- District: Chittagong District
- Division: Chittagong Division
- Electorate: 495,278 (2026)

Current constituency
- Created: 1973
- Party: Bangladesh Nationalist Party
- Member: Amir Khasru Mahmud Chowdhury
- ← 287 Chittagong-10289 Chittagong-12 →

= Chittagong-11 =

Constituency of Bangladesh's Jatiya Sangsad

Chittagong-11 is a constituency represented in the Jatiya Sangsad (National Parliament) of Bangladesh since 2026 by Amir Khasru Mahmud Chowdhury of the Bangladesh Nationalist Party.

== Boundaries ==
The constituency encompasses Chittagong City Corporation wards 27 through 30 and 36 through 41.

== History ==
The constituency was created for the first general elections in newly independent Bangladesh, held in 1973.

Ahead of the 2008 general election, the Election Commission redrew constituency boundaries to reflect population changes revealed by the 2001 Bangladesh census.

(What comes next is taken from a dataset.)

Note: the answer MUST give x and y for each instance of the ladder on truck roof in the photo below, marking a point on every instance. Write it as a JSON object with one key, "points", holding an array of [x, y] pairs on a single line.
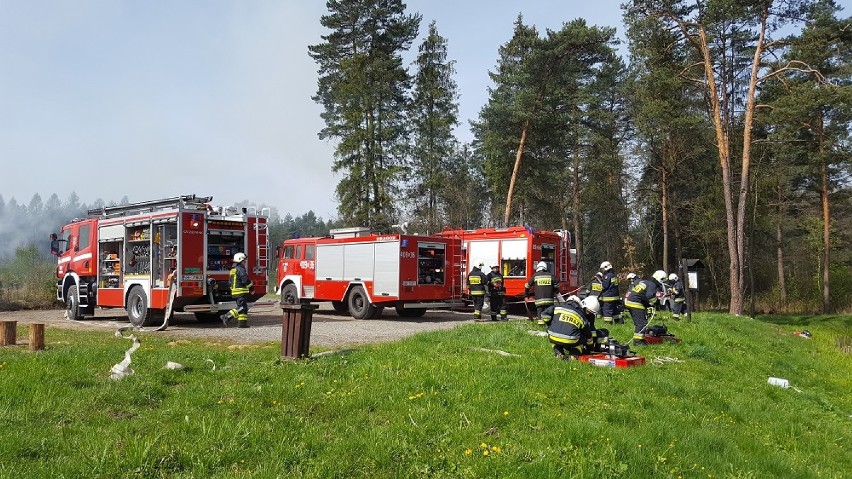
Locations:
{"points": [[564, 259], [261, 241], [184, 201]]}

The 2008 redistricting altered the boundaries of the constituency.

Ahead of the 2014 general election, the Election Commission renumbered the seat for Sandwip Upazila from Chittagong-16 to Chittagong-3, bumping up by one the suffix of the former constituency of that name and the higher numbered constituencies in the district. Thus Chittagong-11 covers the area previously covered by Chittagong-10. Previously Chittagong-11 encompassed all but five union parishads of Patiya Upazila: Bara Uthan, Char Lakshya, Char Patharghata, Juldha, and Sikalbaha .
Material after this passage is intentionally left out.